How to Maximize Profit for Book Publisher?

[lullaby784]

1. A publisher wants to dispose books. For 400 copies or less the price is $30 per book. For orders of more than 400 the price of each book is dropped by 2 cents for each extra book ordered beyond 400. The cost of production is $6 for each book. Find a formula for the profit function and how many books must be sold to maximize profit?



2. P (x)= R(x)-C(x)

 

[tiny-tim]

welcome to pf!

hi lullaby784! welcome to pf!

translate the question into maths …

show us how far you've got, and where you're stuck, and then we'll know how to help!

 

[lullaby784]

This is what I have so far. I'm confused with what to do when the problem says more or less.

P(x)= (400+30x)(400-.02x) - 6x


To find the maximium profit I know to just find the first derivative of the profit function.

 

[lullaby784]

I really need help guys.

 

[tiny-tim]

hi lullaby784!

P(x)= (400+30x)(400-.02x) - 6x

i don't understand this at all

start by finding the total selling price for x books, and write separate equations for the two case x ≤ 400 and x > 400

 

[lullaby784]

Ok, so it would be. All I need are the formulas for profit function. The first profit function is for 400 copies or less and the second profit function is for greater than 400 copies. I'm also taking into the prices $30 and a decrease of $0.02 for each extra book over 400 copies.

P(x) = (x ≤ 400)($30)
($30x + $12000) - Cost
($30x + $12000) - $6x
P(x) = $24x + $12000
P(x) = (x > 400)(x-$0.02) - Cost
(x^2 + $399.98x - 8) - $6x
P(x) = x^2 +$393.98x - 8

Then I would just take the first derivative to find out how many books must be sold to maximize profit and to find the maximum profit.

 

[tiny-tim]

i'll do the first half for you …

for x ≤ 400, the selling price for each book is $30, so the profit on each book is $30 minus $6 = $24, so the total profit is $24x

ok, now what is the selling price for each book if x > 400 ?

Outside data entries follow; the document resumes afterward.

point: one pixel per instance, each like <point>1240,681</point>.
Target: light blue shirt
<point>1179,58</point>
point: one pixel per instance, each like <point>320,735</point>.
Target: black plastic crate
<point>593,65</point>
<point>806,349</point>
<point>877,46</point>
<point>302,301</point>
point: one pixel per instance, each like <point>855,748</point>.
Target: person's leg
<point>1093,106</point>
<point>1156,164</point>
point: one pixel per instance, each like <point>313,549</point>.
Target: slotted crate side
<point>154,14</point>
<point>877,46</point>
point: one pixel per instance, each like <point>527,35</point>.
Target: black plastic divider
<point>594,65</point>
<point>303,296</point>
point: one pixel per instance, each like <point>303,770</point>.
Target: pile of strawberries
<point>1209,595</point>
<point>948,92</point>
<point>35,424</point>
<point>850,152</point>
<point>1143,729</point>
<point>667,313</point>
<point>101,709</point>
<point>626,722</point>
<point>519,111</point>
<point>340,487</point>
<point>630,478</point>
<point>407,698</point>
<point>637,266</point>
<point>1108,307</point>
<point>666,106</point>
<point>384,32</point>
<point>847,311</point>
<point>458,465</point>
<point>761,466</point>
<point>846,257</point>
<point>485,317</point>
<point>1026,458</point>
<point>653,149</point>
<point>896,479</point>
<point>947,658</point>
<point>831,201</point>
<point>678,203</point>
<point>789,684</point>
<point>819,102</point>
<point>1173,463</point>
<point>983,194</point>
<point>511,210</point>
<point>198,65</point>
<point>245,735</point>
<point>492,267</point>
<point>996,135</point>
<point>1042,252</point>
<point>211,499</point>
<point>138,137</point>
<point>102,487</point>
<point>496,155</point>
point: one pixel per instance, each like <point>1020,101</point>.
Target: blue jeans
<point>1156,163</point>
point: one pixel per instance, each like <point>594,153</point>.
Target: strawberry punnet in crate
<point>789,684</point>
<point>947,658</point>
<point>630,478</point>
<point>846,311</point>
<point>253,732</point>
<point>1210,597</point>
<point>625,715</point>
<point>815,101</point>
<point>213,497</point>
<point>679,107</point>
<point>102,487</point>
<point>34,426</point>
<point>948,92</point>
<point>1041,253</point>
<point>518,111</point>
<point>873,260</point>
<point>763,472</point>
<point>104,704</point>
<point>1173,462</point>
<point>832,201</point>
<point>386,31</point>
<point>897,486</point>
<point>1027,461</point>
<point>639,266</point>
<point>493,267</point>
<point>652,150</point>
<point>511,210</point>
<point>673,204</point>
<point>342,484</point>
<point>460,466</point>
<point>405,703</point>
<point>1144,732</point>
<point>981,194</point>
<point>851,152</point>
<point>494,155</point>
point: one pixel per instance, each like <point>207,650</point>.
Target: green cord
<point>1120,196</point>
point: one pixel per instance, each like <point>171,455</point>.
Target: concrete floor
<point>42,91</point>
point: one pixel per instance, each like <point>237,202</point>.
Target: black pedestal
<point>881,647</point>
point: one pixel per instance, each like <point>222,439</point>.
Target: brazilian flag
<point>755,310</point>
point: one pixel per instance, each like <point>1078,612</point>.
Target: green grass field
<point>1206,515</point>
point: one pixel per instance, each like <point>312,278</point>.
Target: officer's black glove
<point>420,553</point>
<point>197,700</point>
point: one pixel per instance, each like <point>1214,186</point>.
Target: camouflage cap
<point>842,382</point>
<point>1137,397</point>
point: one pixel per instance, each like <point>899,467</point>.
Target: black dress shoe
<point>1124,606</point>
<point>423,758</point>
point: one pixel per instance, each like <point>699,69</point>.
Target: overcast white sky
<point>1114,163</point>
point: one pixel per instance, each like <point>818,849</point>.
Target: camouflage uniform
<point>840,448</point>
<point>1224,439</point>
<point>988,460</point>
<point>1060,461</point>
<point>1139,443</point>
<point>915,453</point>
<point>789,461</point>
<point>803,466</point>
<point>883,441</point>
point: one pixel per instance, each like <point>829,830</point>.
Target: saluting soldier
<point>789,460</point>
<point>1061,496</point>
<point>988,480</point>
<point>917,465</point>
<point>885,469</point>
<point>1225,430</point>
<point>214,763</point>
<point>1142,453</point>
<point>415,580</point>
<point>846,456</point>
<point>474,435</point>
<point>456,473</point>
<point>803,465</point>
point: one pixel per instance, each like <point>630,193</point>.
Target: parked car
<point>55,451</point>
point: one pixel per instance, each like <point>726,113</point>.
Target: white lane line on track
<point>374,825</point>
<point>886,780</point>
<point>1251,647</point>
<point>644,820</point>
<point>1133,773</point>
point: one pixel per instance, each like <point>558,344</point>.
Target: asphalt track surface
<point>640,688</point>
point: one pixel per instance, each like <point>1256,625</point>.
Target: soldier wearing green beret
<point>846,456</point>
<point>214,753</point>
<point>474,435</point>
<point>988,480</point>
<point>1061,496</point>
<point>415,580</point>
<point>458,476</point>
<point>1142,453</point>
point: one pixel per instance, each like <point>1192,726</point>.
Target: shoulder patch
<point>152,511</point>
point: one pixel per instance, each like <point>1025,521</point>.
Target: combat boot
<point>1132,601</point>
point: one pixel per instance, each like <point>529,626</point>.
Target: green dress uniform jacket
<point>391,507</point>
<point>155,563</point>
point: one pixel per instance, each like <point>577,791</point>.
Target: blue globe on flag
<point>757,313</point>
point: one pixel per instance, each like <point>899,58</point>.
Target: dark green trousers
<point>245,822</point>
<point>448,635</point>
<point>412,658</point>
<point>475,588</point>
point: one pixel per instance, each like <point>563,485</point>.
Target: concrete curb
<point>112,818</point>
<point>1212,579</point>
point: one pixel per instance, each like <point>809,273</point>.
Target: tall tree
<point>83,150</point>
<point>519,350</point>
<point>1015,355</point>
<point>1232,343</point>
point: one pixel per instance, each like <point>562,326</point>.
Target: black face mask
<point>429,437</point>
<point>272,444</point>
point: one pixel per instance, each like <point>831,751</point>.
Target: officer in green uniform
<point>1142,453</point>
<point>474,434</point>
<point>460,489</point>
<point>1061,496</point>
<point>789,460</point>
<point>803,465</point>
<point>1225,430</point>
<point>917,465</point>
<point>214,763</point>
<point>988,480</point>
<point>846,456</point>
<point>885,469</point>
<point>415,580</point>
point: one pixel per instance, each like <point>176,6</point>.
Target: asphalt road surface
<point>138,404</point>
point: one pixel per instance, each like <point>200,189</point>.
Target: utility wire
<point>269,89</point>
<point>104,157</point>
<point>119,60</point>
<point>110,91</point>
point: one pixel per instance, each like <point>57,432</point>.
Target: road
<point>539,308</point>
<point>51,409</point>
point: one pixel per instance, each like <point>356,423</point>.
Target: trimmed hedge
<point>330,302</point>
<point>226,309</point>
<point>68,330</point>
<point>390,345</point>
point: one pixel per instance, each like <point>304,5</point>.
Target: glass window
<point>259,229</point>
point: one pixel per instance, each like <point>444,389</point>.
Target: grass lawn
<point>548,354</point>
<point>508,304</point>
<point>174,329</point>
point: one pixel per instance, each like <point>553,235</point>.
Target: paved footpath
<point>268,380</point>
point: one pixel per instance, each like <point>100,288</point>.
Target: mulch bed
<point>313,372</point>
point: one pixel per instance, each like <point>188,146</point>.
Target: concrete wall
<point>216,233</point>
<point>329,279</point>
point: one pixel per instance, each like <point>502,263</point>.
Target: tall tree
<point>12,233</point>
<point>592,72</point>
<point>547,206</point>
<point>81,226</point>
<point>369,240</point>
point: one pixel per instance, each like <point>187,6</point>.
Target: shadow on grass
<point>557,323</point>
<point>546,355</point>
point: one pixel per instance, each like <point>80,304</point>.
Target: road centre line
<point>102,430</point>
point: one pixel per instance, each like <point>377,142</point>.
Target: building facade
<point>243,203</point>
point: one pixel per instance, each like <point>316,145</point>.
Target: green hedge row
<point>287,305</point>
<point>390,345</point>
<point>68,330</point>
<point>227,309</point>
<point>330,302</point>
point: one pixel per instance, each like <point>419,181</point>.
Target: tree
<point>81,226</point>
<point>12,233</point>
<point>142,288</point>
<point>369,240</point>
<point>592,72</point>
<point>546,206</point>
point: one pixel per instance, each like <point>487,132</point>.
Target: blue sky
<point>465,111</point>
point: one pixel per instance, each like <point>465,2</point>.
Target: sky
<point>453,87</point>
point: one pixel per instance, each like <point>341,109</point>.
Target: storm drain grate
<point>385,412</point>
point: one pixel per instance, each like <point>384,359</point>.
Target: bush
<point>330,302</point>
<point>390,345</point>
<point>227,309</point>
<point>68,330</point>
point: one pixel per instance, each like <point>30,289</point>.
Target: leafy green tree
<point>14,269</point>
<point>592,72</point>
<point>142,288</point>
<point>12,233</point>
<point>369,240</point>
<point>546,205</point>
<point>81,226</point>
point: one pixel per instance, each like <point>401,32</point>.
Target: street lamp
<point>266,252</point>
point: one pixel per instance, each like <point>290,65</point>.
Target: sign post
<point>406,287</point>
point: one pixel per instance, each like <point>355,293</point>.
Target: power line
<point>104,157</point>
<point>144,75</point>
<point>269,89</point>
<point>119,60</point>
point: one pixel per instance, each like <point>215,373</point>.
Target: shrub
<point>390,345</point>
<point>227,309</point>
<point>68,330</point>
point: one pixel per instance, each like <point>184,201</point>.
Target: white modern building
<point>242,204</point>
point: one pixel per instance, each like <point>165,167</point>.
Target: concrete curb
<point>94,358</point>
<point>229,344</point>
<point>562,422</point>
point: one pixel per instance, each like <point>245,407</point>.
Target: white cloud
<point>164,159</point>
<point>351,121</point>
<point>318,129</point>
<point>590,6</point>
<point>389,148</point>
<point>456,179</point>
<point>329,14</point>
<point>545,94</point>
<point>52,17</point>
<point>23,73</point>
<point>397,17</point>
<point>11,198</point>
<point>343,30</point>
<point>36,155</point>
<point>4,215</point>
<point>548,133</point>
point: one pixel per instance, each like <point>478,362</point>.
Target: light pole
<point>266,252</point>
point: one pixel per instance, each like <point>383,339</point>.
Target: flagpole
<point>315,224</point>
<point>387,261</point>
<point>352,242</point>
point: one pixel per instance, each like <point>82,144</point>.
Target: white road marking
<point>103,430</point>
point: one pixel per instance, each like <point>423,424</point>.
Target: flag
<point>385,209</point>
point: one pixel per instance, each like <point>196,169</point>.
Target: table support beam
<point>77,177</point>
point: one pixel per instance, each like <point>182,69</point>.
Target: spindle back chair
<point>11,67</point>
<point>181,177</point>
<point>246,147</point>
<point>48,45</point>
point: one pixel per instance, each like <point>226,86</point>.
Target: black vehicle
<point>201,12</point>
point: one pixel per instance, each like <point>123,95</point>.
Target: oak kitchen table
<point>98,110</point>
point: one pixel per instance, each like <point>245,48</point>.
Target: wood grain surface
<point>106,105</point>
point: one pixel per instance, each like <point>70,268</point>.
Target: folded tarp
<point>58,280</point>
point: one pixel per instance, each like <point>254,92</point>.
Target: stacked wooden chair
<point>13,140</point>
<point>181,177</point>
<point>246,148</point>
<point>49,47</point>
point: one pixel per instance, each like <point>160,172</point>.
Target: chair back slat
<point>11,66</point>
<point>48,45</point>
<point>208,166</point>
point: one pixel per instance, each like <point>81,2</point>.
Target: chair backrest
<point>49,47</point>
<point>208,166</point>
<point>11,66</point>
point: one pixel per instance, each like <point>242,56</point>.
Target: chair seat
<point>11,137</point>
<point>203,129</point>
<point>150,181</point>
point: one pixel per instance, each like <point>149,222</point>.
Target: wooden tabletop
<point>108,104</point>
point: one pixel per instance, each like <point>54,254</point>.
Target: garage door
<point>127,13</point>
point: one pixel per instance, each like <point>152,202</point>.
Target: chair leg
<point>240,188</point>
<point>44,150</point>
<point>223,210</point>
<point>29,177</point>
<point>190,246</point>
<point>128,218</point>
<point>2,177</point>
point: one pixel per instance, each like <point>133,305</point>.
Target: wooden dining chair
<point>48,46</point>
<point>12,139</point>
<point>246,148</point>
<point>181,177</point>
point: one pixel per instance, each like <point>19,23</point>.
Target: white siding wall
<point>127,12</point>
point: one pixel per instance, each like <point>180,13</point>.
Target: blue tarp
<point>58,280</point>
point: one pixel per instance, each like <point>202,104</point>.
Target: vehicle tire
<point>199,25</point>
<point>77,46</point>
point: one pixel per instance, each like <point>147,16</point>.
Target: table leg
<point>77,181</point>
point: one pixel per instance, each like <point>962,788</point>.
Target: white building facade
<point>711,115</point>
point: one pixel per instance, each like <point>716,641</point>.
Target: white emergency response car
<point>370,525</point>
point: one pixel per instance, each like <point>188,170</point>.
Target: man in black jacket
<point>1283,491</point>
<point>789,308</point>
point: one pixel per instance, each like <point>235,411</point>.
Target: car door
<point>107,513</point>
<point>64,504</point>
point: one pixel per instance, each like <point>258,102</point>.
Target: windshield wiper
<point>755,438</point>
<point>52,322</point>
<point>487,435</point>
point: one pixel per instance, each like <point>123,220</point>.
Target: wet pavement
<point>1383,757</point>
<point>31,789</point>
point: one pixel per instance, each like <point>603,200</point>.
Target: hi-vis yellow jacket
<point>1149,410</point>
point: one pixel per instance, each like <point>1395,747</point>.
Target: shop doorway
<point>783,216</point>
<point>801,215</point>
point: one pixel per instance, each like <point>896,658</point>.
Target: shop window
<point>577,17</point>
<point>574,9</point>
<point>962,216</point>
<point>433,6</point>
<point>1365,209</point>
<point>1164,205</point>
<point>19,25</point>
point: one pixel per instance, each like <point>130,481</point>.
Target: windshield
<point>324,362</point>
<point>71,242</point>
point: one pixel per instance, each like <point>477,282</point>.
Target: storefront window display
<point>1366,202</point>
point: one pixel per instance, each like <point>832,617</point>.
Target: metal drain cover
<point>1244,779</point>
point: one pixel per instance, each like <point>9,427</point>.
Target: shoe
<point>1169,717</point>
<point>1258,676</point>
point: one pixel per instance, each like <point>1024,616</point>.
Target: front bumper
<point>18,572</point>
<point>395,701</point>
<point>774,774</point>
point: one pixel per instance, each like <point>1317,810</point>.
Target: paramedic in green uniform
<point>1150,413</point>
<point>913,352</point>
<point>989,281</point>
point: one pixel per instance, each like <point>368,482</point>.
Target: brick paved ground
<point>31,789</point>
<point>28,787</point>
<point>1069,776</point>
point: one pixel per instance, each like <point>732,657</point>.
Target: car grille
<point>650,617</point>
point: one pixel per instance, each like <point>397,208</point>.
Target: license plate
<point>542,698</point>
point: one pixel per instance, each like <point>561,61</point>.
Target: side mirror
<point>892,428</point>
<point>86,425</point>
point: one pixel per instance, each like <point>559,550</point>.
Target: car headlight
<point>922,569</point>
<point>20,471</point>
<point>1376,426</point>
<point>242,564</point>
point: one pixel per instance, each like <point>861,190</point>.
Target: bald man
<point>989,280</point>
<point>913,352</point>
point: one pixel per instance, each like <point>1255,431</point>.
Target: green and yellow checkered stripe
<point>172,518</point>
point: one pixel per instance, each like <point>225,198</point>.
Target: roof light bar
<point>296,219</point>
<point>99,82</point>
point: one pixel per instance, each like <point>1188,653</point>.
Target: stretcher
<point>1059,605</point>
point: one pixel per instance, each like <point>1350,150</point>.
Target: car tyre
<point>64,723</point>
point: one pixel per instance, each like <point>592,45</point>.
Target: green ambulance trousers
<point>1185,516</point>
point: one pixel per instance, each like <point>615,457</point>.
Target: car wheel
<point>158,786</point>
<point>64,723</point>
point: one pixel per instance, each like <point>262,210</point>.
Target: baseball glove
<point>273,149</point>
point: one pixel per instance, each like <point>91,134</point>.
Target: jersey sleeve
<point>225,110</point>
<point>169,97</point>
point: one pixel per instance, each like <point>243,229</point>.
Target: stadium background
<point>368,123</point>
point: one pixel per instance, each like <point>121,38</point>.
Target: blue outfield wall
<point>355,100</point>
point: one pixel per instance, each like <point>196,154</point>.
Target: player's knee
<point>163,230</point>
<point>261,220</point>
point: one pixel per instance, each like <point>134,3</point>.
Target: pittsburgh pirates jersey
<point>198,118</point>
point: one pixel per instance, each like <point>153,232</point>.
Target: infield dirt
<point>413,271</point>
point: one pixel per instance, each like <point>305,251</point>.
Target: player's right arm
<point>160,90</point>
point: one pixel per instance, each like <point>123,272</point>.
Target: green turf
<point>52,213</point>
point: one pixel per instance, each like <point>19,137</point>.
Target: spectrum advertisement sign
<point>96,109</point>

(for example, we know that if x = 401, the selling price for each book is $29.98, if x = 402, the selling price for each book is $29.96 …)

 

[lullaby784]

Ok, seems like I had the first part correct already.

Total copies to maximize is 400, total profit to maximize is $9600

For x > 400. If the number of books was 401, then the profit function would be:

29.98-6=$23.98x (will give me my total profit)

Total copies to maximize is 401, total profit to maximize is $9615.98 Am I correct?

 

[tiny-tim]

(for example, we know that if x = 401, the selling price for each book is $29.98, if x = 402, the selling price for each book is $29.96 …)

For x > 400. If the number of books was 401, then the profit function would be:

29.98-6=$23.98x (will give me my total profit)

you're only repeating what i said …

you need to find a general formula, for the selling price for one book, in terms of x

(and btw, i have no idea what this means …)

Total copies to maximize is 401